Os sepentes criados por sauditas finalmente voltam a pica-los
O ministro das Relações Exteriores do Irã, Mohammad Javad Zarif, pediu à Arábia Saudita que crie prosperidade ao invés de terroristas e ditadores, criticando Riad e seus aliados pelo "bombardeio indiscriminado" do Iêmen.
Em uma entrevista à emissora russa RT transmitida na quinta-feira, Zarif tocou na história da Arábia Saudita de apoiar muitos grupos extremistas. "Eu acho que, quanto mais cedo o nosso vizinho saudita percebe que todas as cobras que produziram nos últimos 40 anos – como ex-ditador iraquiano Saddam Hussein, ou seja, o Talibã e Daesh - acabaram virando contra ela", disse Zarif. .

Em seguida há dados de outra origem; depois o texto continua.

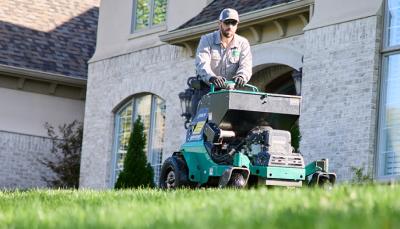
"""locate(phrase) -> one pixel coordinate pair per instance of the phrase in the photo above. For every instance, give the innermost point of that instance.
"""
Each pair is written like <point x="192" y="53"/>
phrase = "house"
<point x="344" y="53"/>
<point x="44" y="49"/>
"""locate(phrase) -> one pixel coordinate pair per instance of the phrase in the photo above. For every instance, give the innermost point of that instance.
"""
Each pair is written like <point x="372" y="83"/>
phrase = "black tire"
<point x="237" y="181"/>
<point x="174" y="174"/>
<point x="324" y="181"/>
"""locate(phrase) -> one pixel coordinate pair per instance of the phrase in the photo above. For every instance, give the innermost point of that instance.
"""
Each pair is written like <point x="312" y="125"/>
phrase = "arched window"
<point x="151" y="109"/>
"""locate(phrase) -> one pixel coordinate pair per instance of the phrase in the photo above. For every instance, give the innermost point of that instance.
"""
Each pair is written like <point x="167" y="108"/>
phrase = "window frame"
<point x="151" y="26"/>
<point x="386" y="52"/>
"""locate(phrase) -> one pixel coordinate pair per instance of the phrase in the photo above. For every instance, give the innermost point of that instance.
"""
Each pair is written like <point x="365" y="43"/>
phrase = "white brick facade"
<point x="340" y="90"/>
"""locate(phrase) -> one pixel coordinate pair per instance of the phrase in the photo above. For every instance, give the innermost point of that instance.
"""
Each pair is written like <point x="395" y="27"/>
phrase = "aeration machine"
<point x="241" y="138"/>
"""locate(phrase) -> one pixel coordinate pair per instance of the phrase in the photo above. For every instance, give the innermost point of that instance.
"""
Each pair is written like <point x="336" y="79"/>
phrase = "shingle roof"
<point x="211" y="12"/>
<point x="55" y="36"/>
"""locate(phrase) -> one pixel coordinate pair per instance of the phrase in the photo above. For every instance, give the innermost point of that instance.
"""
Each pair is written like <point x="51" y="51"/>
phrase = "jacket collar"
<point x="217" y="39"/>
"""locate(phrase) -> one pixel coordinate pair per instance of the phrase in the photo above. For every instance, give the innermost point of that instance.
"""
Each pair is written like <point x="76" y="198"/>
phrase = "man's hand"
<point x="218" y="81"/>
<point x="239" y="81"/>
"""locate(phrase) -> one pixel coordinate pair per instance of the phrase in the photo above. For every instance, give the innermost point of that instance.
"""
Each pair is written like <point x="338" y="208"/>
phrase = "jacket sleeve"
<point x="245" y="62"/>
<point x="203" y="60"/>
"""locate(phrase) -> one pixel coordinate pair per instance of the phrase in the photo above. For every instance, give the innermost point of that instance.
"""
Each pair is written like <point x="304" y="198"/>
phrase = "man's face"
<point x="228" y="27"/>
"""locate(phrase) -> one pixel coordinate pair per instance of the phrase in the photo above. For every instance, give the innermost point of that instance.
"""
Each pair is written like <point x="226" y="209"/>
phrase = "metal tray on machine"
<point x="241" y="110"/>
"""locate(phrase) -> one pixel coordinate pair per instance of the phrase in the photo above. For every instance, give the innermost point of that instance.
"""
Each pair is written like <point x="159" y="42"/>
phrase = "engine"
<point x="263" y="145"/>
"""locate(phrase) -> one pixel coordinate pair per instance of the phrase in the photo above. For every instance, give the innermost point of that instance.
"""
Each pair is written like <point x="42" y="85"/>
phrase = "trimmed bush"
<point x="137" y="172"/>
<point x="66" y="155"/>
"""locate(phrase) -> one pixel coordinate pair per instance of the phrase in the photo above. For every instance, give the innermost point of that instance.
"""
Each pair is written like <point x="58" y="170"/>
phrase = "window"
<point x="389" y="117"/>
<point x="151" y="109"/>
<point x="148" y="14"/>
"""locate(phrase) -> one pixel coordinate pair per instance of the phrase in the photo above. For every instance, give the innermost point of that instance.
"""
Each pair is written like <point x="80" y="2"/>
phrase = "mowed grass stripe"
<point x="376" y="206"/>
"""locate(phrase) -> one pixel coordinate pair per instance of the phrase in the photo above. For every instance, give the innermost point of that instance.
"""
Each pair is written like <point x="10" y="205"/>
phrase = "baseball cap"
<point x="229" y="13"/>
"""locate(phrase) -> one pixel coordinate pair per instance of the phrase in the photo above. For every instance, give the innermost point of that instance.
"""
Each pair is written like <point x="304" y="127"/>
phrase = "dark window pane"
<point x="390" y="126"/>
<point x="160" y="9"/>
<point x="394" y="22"/>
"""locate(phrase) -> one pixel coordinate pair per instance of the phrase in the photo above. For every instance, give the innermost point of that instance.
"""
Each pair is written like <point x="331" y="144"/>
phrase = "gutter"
<point x="246" y="19"/>
<point x="41" y="75"/>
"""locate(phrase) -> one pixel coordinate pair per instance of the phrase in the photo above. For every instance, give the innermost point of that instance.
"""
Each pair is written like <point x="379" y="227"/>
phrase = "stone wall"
<point x="340" y="84"/>
<point x="162" y="70"/>
<point x="19" y="163"/>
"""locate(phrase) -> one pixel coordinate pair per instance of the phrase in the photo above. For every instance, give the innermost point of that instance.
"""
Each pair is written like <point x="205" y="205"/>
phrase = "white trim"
<point x="245" y="19"/>
<point x="149" y="31"/>
<point x="41" y="75"/>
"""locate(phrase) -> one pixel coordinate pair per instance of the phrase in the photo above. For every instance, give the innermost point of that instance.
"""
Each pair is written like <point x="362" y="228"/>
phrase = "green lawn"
<point x="343" y="207"/>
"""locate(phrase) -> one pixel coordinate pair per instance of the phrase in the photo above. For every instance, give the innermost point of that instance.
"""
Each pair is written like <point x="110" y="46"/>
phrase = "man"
<point x="224" y="55"/>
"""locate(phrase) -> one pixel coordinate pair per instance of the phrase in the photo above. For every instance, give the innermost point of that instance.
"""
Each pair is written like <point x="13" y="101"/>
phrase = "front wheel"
<point x="174" y="173"/>
<point x="237" y="181"/>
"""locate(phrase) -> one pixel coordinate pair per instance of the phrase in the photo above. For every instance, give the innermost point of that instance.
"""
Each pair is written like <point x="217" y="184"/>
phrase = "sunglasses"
<point x="230" y="22"/>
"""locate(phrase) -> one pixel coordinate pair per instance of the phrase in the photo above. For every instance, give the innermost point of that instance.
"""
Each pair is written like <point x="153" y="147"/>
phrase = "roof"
<point x="54" y="36"/>
<point x="212" y="11"/>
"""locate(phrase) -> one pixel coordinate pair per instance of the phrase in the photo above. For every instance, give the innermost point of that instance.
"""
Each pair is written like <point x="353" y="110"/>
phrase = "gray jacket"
<point x="214" y="60"/>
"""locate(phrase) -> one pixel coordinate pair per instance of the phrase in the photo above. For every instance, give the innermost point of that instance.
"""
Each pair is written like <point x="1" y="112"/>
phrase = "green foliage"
<point x="136" y="172"/>
<point x="143" y="16"/>
<point x="359" y="177"/>
<point x="65" y="155"/>
<point x="296" y="136"/>
<point x="367" y="206"/>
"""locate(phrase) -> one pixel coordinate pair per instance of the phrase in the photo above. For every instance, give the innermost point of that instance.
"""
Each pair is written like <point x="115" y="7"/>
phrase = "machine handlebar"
<point x="230" y="85"/>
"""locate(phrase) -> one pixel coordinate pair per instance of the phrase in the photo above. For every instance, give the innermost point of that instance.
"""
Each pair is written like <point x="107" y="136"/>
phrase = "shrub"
<point x="136" y="172"/>
<point x="66" y="155"/>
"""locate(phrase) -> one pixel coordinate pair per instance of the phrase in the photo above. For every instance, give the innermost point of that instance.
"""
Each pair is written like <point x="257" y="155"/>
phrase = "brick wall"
<point x="19" y="163"/>
<point x="162" y="71"/>
<point x="339" y="106"/>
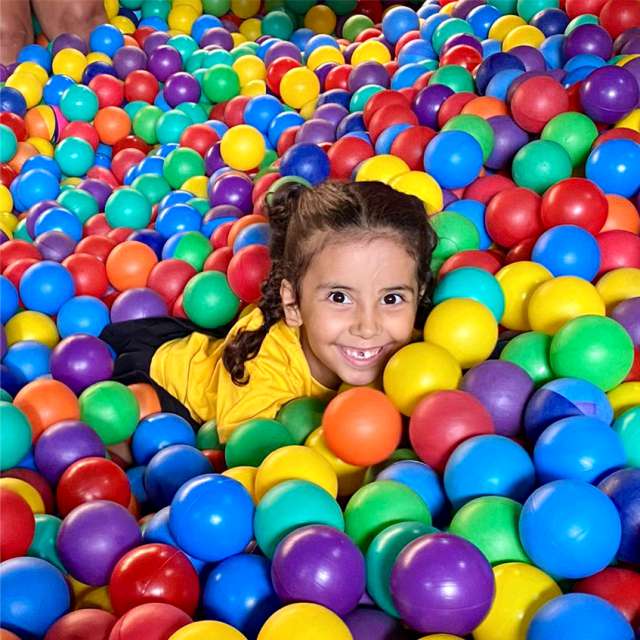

"Agora é hora de eles começarem a cultivar flores, produzindo desenvolvimento e prosperidade ao invés de produzir organizações terroristas e ditadores", acrescentou. A Arábia Saudita é amplamente vista como a pátria do wahabismo radical, a mesma ideologia que influencia os takfiris, como Daesh, que tem causado estragos no Oriente Médio. .
Na entrevista, Zarif também disse que a coalizão militar saudita, que vem travando uma guerra mortal contra o Iémen desde março de 2015, está "basicamente destruindo" o país empobrecido. As crianças iemenitas demonstram na capital, Sana'a, em 20 de novembro de 2017, enquanto protestam contra ataques aéreos sauditas com uma que carrega uma leitura de sinal em árabe, "a agressão está destruindo nossas escolas para que não possamos aprender".
"Agora, é um fato internacional comum que os sauditas não se abstenham de matar bebês e idosos em seu bombardeio indiscriminado de áreas civis no Iêmen nos últimos 30 meses", disse ele.
O chanceler iraniano também enfatizou que o Iêmen exige "um acordo político, não um acordo militar".
A Arábia Saudita tem batido incessantemente o Iêmen na tentativa de esmagar o movimento Houthi Ansarrollah e reinstalar o ex-presidente Abd Rabbuh Mansur Hadi, um aliado firme de Riad, mas o reino não atingiu nenhum dos objetivos. A guerra da Arábia Saudita, que foi acompanhada por um bloqueio terrestre, marítimo e aéreo do Iêmen, até o momento matou mais de 12 mil pessoas e causou uma das piores catástrofes humanitárias nos últimos tempos.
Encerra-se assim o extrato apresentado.